Il Corriere della Sera pubblica un editoriale di Angelo Panebianco sul discorso di Fini alla camera intitolato ”Il dialogo come metodo”. Lo riportiamo di seguito:
”Il discorso con il quale il neo-presidente della Camera Gianfranco Fini ha salutato i deputati sembra uno di quei discorsi destinati a lasciare il segno. Con la sua elezione e con le sue parole, Fini è uscito del tutto dal cono d’ombra in cui — ma prima della vittoria di Gianni Alemanno a Roma— si era trovato relegato a causa delle modalità con cui era avvenuta l’aggregazione fra Forza Italia e An e del successo elettorale della Lega. Col suo discorso Fini ha inteso imporre una forte, personale impronta sulla legislatura che si apre ma anche, implicitamente, definire, dal suo punto di vista, l’identità del nuovo centrodestra. Almeno quattro passaggi del suo discorso sono apparsi finalizzati a questo scopo. In primo luogo, l’omaggio, irrituale, a Papa Benedetto XVI, che ha immediatamente seguito il più consueto omaggio al presidente della Repubblica. E’ in nome del principio della laicità delle istituzioni, dice Fini, che il Parlamento deve riconoscere il ruolo della religione cristiana come cemento dell’identità culturale italiana. Con questo richiamo Fini ha inteso anche ricordare che il centrodestra, in Italia come al Comune di Roma, non mancherà mai di difendere l’identità cristiana del Paese. Questo aspetto è ulteriormente rafforzato da un altro passaggio, quello in cui, dopo avere reso omaggio alla Liberazione e alla riconquistata libertà , Fini ha sostenuto che oggi la minaccia non viene più dai totalitarismi ma dal relativismo culturale e morale. E’ un altro punto su cui Fini ha voluto ribadire la sua consonanza con la lezione del Pontefice. Implicitamente, egli ha così anche affermato un aspetto centrale, dal suo punto di vista, dell’identità politica del centrodestra.

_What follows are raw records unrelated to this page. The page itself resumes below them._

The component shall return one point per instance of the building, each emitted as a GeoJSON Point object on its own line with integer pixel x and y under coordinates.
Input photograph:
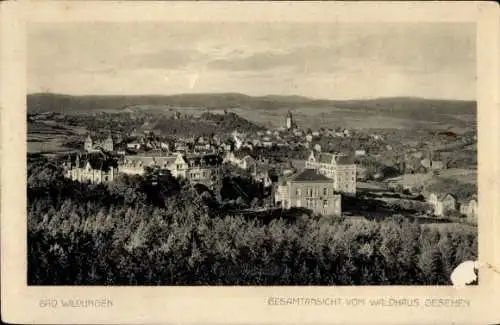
{"type": "Point", "coordinates": [341, 169]}
{"type": "Point", "coordinates": [289, 122]}
{"type": "Point", "coordinates": [91, 146]}
{"type": "Point", "coordinates": [469, 208]}
{"type": "Point", "coordinates": [311, 190]}
{"type": "Point", "coordinates": [91, 167]}
{"type": "Point", "coordinates": [240, 159]}
{"type": "Point", "coordinates": [442, 203]}
{"type": "Point", "coordinates": [205, 169]}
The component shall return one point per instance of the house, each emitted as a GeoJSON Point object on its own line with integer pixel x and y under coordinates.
{"type": "Point", "coordinates": [311, 190]}
{"type": "Point", "coordinates": [289, 122]}
{"type": "Point", "coordinates": [92, 146]}
{"type": "Point", "coordinates": [360, 152]}
{"type": "Point", "coordinates": [240, 159]}
{"type": "Point", "coordinates": [91, 167]}
{"type": "Point", "coordinates": [469, 208]}
{"type": "Point", "coordinates": [442, 203]}
{"type": "Point", "coordinates": [340, 168]}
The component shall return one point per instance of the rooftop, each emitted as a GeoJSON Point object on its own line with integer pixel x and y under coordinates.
{"type": "Point", "coordinates": [309, 175]}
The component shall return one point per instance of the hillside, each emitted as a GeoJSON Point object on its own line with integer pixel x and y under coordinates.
{"type": "Point", "coordinates": [407, 107]}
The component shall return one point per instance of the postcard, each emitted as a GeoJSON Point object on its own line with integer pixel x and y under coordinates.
{"type": "Point", "coordinates": [250, 162]}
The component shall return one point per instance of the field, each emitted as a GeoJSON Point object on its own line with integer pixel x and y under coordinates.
{"type": "Point", "coordinates": [49, 137]}
{"type": "Point", "coordinates": [468, 176]}
{"type": "Point", "coordinates": [269, 111]}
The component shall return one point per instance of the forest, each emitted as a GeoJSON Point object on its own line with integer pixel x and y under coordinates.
{"type": "Point", "coordinates": [157, 230]}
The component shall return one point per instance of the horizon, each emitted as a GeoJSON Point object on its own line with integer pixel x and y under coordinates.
{"type": "Point", "coordinates": [251, 96]}
{"type": "Point", "coordinates": [315, 60]}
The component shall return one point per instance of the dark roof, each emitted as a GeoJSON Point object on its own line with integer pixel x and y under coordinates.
{"type": "Point", "coordinates": [96, 160]}
{"type": "Point", "coordinates": [309, 175]}
{"type": "Point", "coordinates": [204, 160]}
{"type": "Point", "coordinates": [325, 158]}
{"type": "Point", "coordinates": [345, 160]}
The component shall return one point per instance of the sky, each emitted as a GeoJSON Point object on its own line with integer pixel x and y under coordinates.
{"type": "Point", "coordinates": [319, 60]}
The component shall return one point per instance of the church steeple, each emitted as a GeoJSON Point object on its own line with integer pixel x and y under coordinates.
{"type": "Point", "coordinates": [88, 146]}
{"type": "Point", "coordinates": [290, 124]}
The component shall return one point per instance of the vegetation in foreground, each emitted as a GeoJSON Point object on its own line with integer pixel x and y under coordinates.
{"type": "Point", "coordinates": [135, 233]}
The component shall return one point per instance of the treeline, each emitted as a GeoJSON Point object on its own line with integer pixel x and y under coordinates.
{"type": "Point", "coordinates": [108, 235]}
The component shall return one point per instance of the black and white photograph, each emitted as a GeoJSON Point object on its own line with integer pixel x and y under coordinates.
{"type": "Point", "coordinates": [240, 153]}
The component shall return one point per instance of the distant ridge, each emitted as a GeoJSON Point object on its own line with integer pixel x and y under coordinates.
{"type": "Point", "coordinates": [44, 102]}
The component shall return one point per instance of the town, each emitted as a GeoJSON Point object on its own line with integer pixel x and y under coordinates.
{"type": "Point", "coordinates": [330, 172]}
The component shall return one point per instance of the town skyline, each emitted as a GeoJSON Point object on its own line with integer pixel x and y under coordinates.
{"type": "Point", "coordinates": [292, 59]}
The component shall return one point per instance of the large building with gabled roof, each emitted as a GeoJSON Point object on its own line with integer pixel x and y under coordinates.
{"type": "Point", "coordinates": [92, 167]}
{"type": "Point", "coordinates": [311, 190]}
{"type": "Point", "coordinates": [340, 168]}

Ma ci sono almeno altri due passaggi, politicamente assai salienti. Il primo è quello in cui ha ringraziato due ex presidenti della Repubblica, Cossiga e Ciampi (ma, significativamente, non Scalfaro) per il contributo che diedero all’abbattimento degli steccati lasciati dalla storia e alla ricostituzione di una memoria condivisa. Tante cose sono accadute dai tempi di Fiuggi e Fini aveva già dato una fortissima accelerazione al superamento delle divisioni passate, soprattutto nella veste di ministro degli Esteri del precedente governo Berlusconi (il viaggio in Israele fu, a questo fine, decisivo). Ma ora, dopo la sua elezione e il suo discorso, un’epoca della storia della Repubblica si è davvero chiusa. Ci aspettano di sicuro altre divisioni ma non più quelle del passato. Da ultimo, Fini (come già Schifani in Senato) ha ribadito la necessità di un accordo fra maggioranza e opposizione sulle riforme. Più che un richiamo rituale è stata un’implicita presa di posizione contro tendenze di segno contrario che potrebbero facilmente manifestarsi. Alcune delle condizioni che giocavano a favore di un dialogo costruttivo fra maggioranza e opposizione si sono infatti indebolite. C’è una maggioranza che ha vinto tanto e potrebbe essere tentata (sbagliando) di «fare da sola» anche in materie in cui l’accordo con l’opposizione è indispensabile. E c’è un leader del Pd, Walter Veltroni, indebolito dalle sconfitte e, quindi, più condizionato, con meno margini per trattare con la maggioranza. Il richiamo di Fini è servito anche a ricordare alle due parti che senza collaborazione non si potrà fare il bene del Paese”.